Wut und Hass auf fast alle Menschen

Vor dem Landgericht Itzehoe ist der Prozess gegen zwei mutmaßliche Bombenbauer aus Rellingen fortgesetzt worden. Das geplante Attentat auf das Apfelfest sei nur eine Spinnerei aus Langeweile gewesen, sagen die beiden Angeklagten

Andre M. hasst fast alle Menschen. Menschen seien „weniger wert als Bakterien auf einem Scheißhaufen“, wenn ein Killer jemanden umbringt, entsorgt er „Biomüll“, war bis vorigen Sommer auf der Hompage „Hasswut“ des 20-Jährigen zu lesen. Daneben stand ein Gedicht, in dem er seinen Amoklauf an seiner Schule Egenbüttel beschreibt. „Ich wollte meine Mitschüler abmetzeln oder mit Chlorgas ausrotten.“ Bislang hat M. derartige Phantasien nicht in die Tat umgesetzt.
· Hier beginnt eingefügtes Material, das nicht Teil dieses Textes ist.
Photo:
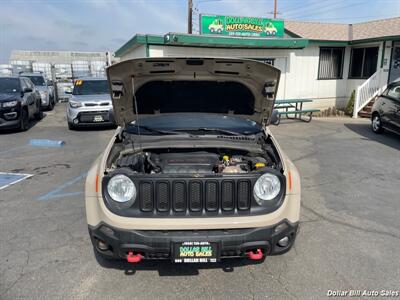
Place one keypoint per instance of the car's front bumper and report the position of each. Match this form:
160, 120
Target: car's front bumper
85, 116
158, 244
9, 117
44, 100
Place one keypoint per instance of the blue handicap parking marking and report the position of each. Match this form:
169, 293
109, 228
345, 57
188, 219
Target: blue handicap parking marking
7, 179
58, 192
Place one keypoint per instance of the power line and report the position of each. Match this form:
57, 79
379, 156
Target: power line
326, 9
302, 6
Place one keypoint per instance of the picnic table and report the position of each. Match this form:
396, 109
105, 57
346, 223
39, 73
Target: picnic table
294, 107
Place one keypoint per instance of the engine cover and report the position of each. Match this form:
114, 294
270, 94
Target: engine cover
192, 162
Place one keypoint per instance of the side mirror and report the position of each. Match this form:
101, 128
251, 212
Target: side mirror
275, 117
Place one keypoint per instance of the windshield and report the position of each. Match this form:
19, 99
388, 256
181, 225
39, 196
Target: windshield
9, 85
90, 87
199, 124
37, 80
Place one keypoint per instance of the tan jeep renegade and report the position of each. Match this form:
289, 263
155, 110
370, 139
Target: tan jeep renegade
193, 173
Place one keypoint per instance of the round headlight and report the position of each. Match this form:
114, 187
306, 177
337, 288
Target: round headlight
267, 187
121, 188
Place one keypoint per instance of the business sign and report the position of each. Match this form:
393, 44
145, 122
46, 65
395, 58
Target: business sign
241, 26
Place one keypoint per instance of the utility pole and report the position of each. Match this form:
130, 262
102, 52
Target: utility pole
190, 16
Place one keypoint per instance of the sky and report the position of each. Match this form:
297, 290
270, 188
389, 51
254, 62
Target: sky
105, 25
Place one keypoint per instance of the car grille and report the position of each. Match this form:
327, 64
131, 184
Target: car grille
192, 196
97, 103
89, 117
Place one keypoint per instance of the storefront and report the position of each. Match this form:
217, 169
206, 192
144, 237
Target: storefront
320, 61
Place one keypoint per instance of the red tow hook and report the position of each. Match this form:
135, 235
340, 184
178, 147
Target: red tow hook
133, 258
255, 256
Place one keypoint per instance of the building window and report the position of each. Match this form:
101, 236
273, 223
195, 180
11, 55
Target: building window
363, 62
330, 63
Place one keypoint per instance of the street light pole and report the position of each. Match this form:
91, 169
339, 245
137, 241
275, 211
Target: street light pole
190, 16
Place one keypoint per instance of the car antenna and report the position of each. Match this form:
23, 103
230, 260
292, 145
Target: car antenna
136, 111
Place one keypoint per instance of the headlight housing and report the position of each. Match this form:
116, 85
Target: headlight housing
75, 104
121, 189
10, 103
266, 188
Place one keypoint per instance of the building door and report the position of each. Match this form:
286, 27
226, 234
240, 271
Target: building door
281, 64
394, 72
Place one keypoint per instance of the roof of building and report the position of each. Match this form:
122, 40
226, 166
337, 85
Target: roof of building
180, 39
298, 35
345, 32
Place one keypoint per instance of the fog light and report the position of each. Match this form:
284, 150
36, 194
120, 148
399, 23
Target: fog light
10, 116
281, 227
103, 246
283, 242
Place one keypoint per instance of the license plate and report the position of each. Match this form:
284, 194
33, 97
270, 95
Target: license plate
98, 118
195, 252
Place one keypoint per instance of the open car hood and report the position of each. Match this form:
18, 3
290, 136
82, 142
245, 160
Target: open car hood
239, 87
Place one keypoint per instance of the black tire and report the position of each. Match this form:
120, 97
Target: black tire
39, 115
24, 120
71, 126
51, 105
376, 123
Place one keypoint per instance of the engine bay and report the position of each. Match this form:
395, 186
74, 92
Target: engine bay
196, 161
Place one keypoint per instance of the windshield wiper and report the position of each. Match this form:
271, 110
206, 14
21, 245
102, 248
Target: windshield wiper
152, 130
206, 129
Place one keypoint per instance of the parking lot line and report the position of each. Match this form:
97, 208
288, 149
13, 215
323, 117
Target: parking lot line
7, 179
57, 192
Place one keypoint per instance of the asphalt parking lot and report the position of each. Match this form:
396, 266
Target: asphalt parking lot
349, 236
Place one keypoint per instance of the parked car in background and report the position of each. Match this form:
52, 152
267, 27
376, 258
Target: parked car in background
90, 103
44, 87
19, 103
193, 174
386, 110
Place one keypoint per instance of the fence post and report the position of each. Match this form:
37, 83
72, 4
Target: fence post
356, 103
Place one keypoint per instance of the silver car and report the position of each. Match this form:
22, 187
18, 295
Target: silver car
90, 104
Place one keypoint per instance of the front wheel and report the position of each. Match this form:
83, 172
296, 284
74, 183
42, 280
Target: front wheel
24, 120
376, 124
71, 126
51, 105
39, 115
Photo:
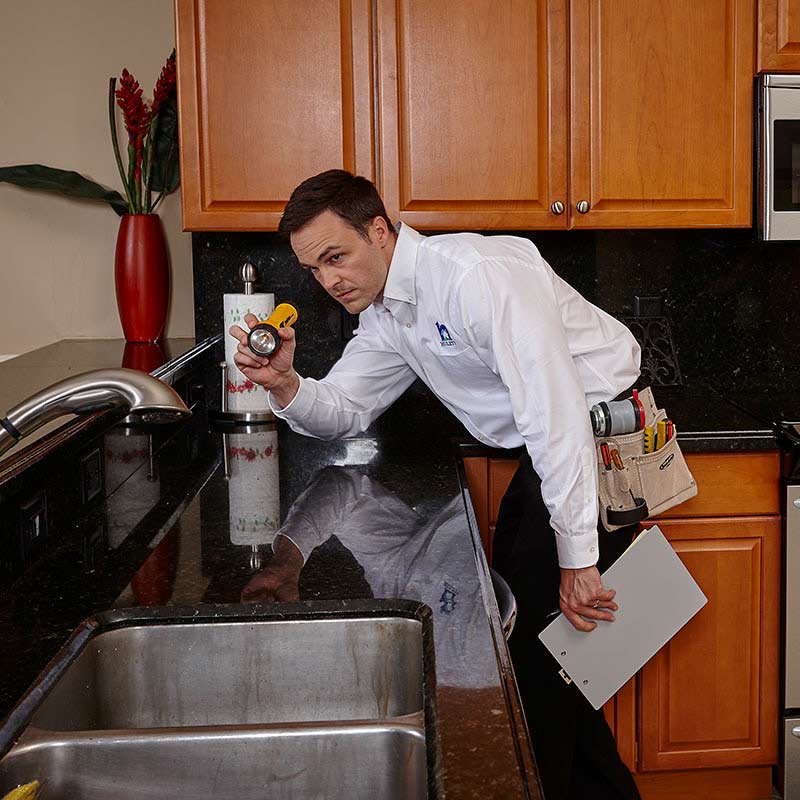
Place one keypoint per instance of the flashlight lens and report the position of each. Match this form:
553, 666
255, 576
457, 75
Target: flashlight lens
262, 342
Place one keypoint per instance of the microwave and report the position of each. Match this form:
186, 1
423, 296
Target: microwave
779, 157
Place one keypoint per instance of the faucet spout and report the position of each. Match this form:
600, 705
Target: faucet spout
93, 391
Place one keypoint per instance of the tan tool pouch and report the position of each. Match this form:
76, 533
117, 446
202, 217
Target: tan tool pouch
650, 483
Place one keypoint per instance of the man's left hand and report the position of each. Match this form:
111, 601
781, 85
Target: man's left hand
582, 598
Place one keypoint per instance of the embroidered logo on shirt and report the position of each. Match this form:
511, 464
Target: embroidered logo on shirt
448, 598
444, 335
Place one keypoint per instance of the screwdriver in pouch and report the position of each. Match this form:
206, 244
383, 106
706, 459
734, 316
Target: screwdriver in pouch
606, 454
263, 338
661, 434
623, 474
649, 438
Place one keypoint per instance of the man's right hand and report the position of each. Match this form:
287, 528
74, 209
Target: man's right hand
279, 582
276, 373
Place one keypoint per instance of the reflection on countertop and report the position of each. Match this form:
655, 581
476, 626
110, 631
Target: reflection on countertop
195, 522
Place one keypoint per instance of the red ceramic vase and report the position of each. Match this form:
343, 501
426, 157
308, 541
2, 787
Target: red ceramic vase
141, 270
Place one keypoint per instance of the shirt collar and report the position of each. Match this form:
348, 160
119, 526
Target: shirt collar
401, 280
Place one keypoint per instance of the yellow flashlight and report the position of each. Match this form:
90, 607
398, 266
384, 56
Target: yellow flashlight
263, 338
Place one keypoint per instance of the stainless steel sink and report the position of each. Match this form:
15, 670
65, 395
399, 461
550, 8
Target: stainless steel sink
240, 673
354, 761
231, 705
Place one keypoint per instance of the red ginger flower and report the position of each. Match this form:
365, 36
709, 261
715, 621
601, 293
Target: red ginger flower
137, 116
165, 85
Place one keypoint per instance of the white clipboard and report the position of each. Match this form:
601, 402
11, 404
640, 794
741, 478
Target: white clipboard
656, 595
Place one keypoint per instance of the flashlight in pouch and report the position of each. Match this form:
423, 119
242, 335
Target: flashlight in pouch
263, 338
617, 417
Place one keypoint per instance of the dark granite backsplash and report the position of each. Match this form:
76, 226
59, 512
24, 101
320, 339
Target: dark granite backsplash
731, 300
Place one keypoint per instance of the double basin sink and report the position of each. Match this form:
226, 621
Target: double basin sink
231, 707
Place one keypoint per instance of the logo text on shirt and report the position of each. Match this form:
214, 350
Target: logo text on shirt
444, 335
448, 598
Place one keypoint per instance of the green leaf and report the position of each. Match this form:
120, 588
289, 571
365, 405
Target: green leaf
71, 184
166, 174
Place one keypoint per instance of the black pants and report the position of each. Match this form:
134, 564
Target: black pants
575, 750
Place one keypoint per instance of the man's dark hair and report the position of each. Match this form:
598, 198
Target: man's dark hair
353, 198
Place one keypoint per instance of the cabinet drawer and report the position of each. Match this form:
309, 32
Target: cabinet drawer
732, 484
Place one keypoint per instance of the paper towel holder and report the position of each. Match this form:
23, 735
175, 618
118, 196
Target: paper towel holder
226, 417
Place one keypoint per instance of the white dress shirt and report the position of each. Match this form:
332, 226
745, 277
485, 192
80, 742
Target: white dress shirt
510, 348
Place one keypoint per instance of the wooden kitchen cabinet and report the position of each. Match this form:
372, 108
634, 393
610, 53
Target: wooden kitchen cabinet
661, 113
269, 95
473, 112
709, 698
473, 98
470, 114
700, 720
779, 36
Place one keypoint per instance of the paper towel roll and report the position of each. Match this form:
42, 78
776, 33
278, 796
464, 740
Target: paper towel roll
253, 486
243, 394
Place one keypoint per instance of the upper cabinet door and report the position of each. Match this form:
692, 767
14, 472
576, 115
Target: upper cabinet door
269, 95
779, 36
661, 114
472, 110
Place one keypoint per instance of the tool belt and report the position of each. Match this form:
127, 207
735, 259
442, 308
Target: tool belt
637, 484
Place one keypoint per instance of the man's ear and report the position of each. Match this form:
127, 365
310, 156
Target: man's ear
382, 231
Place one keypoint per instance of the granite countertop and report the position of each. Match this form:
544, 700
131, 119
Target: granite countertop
389, 520
189, 512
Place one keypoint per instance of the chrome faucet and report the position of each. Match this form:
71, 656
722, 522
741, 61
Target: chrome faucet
93, 391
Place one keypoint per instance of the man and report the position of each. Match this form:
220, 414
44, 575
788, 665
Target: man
519, 357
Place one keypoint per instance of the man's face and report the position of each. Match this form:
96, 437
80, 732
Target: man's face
351, 269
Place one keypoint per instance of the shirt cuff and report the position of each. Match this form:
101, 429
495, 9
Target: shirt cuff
577, 552
303, 552
298, 407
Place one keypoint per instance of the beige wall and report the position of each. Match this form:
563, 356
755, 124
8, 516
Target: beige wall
57, 254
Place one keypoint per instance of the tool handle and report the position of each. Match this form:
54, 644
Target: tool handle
284, 315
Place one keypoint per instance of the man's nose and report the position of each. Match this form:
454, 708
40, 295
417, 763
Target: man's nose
329, 279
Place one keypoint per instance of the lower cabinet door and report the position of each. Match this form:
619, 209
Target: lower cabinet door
709, 698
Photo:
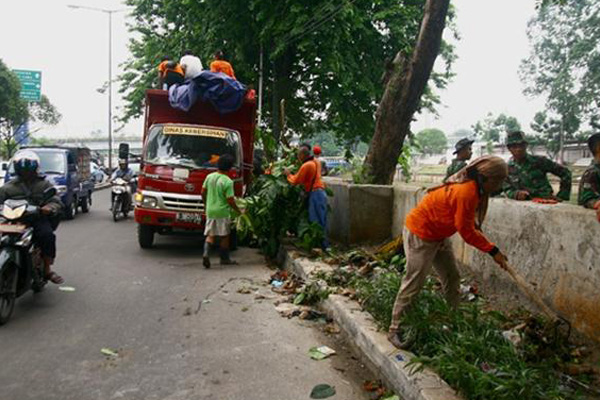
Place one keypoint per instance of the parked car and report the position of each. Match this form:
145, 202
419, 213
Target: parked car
98, 174
69, 169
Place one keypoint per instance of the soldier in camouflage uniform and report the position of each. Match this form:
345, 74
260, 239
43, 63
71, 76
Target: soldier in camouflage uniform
589, 186
463, 154
527, 174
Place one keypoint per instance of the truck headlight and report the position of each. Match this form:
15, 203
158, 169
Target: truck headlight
149, 202
145, 201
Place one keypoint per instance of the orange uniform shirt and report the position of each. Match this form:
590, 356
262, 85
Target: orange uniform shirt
446, 211
308, 173
222, 66
162, 68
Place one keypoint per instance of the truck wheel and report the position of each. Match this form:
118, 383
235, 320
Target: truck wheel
145, 236
233, 240
86, 202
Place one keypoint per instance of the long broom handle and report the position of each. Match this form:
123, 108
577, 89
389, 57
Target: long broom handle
530, 292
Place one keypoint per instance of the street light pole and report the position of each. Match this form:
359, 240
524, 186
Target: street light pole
110, 14
110, 91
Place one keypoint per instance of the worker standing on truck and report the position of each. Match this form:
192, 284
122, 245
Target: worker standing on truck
191, 65
169, 73
589, 186
459, 205
464, 152
219, 200
309, 177
221, 65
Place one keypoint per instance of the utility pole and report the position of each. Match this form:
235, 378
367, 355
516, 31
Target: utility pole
110, 14
260, 83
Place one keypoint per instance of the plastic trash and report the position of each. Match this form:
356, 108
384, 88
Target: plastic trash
320, 353
322, 391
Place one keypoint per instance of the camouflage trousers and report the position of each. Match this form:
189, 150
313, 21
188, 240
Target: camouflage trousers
421, 256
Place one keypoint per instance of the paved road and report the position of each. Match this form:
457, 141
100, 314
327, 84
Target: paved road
148, 305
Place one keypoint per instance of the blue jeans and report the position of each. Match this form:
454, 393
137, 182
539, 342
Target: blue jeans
317, 211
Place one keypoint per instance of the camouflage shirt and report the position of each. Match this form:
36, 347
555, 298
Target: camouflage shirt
454, 167
531, 176
589, 186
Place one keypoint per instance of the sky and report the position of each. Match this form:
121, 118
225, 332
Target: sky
493, 41
70, 47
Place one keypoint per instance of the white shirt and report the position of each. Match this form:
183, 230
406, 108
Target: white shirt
191, 65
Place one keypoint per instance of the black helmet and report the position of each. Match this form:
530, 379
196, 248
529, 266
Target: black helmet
462, 143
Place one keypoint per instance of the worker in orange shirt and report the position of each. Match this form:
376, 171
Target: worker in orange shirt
460, 206
309, 177
169, 73
220, 65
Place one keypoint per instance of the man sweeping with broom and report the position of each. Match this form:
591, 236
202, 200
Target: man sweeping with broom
459, 205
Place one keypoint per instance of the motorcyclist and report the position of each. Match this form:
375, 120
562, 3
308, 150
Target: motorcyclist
30, 185
125, 173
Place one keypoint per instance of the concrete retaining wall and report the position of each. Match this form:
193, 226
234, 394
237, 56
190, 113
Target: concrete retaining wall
555, 247
361, 213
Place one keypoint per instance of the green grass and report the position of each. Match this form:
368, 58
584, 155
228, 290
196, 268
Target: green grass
465, 346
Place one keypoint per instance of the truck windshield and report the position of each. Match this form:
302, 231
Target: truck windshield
192, 147
51, 162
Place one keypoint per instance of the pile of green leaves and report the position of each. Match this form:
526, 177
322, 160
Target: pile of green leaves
276, 209
464, 346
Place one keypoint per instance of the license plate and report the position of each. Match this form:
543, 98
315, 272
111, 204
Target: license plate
193, 218
10, 228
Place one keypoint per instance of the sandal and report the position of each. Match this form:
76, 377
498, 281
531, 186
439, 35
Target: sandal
55, 278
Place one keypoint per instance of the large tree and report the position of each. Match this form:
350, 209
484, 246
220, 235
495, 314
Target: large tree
564, 66
325, 59
405, 83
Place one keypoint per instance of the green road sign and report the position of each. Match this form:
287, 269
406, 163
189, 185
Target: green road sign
31, 84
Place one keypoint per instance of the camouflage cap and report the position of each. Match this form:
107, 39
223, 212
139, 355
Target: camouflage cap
462, 143
593, 141
516, 137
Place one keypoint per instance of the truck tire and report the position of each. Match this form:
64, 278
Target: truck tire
233, 241
86, 202
145, 236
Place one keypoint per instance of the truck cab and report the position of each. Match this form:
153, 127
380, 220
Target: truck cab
180, 150
68, 168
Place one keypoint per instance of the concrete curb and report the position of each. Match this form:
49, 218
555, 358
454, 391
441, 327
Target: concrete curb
372, 345
101, 186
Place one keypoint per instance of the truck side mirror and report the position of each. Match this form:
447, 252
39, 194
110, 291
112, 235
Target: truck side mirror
123, 151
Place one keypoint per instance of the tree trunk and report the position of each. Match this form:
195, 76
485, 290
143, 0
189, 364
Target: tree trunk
406, 82
281, 90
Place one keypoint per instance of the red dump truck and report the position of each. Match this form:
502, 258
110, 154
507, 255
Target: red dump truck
180, 150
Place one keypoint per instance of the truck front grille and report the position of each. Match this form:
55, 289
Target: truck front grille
181, 204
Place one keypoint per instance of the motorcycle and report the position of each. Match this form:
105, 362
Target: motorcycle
21, 263
121, 198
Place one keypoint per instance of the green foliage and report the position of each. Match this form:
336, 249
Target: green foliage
464, 346
564, 66
311, 294
405, 159
489, 129
432, 141
324, 58
276, 209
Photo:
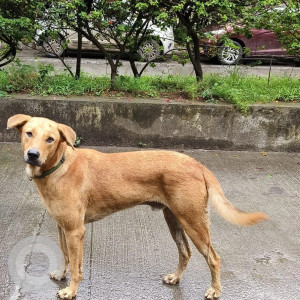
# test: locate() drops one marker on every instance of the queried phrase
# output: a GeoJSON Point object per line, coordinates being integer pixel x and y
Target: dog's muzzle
{"type": "Point", "coordinates": [32, 157]}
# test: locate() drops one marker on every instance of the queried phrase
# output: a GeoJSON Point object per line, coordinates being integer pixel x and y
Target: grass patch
{"type": "Point", "coordinates": [239, 90]}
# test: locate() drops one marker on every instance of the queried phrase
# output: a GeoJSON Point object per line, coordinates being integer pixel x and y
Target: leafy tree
{"type": "Point", "coordinates": [126, 24]}
{"type": "Point", "coordinates": [195, 16]}
{"type": "Point", "coordinates": [17, 24]}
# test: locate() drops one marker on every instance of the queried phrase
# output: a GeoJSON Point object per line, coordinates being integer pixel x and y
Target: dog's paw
{"type": "Point", "coordinates": [171, 279]}
{"type": "Point", "coordinates": [57, 275]}
{"type": "Point", "coordinates": [212, 293]}
{"type": "Point", "coordinates": [66, 293]}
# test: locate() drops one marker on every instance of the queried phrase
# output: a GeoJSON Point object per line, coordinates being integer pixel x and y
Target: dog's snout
{"type": "Point", "coordinates": [33, 154]}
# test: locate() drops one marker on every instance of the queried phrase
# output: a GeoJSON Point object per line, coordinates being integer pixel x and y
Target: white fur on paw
{"type": "Point", "coordinates": [212, 293]}
{"type": "Point", "coordinates": [171, 279]}
{"type": "Point", "coordinates": [65, 293]}
{"type": "Point", "coordinates": [57, 275]}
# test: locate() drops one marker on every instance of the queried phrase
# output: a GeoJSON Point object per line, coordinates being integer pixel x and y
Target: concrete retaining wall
{"type": "Point", "coordinates": [159, 124]}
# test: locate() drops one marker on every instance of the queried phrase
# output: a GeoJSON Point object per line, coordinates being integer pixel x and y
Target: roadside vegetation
{"type": "Point", "coordinates": [234, 88]}
{"type": "Point", "coordinates": [127, 25]}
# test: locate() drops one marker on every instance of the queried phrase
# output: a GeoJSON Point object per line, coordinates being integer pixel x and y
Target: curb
{"type": "Point", "coordinates": [155, 123]}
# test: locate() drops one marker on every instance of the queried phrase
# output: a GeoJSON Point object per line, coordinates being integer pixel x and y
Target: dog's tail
{"type": "Point", "coordinates": [224, 208]}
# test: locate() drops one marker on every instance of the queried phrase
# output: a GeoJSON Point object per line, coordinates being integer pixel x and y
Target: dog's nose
{"type": "Point", "coordinates": [33, 154]}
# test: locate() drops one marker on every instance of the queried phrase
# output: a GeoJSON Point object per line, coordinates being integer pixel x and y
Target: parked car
{"type": "Point", "coordinates": [262, 44]}
{"type": "Point", "coordinates": [157, 43]}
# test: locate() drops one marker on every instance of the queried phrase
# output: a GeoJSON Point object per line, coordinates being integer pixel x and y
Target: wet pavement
{"type": "Point", "coordinates": [127, 254]}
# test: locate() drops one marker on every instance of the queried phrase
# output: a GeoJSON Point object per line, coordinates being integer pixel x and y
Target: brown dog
{"type": "Point", "coordinates": [82, 186]}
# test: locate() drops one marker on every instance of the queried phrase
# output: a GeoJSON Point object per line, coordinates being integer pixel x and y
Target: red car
{"type": "Point", "coordinates": [262, 44]}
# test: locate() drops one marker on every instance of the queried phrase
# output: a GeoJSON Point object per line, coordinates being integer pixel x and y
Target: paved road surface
{"type": "Point", "coordinates": [127, 254]}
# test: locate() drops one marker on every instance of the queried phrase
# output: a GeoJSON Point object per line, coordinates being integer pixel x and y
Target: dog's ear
{"type": "Point", "coordinates": [17, 121]}
{"type": "Point", "coordinates": [67, 134]}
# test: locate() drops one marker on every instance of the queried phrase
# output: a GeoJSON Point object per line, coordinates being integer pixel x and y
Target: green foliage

Doch jetzt steht er vor dem Itzehoer Landgericht. Im September 2007 soll er einen Sprengstoffanschlag auf das Rellinger Apfelfest geplant haben.

Die Anklage wirft dem Arbeitslosen und seinem 19-jährigen Mitangeklagten Kevin W. Verabredung zum Mord durch Herbeiführung eines Sprengstoffanschlages vor. „Geredet haben wir über eine solche Sache“, gesteht Andre M. am Donnerstag vor Gericht ein. Etwa zwei Wochen vor dem Fest. „Die Äußerungen waren aber nur Spinnereien“, beteuert er.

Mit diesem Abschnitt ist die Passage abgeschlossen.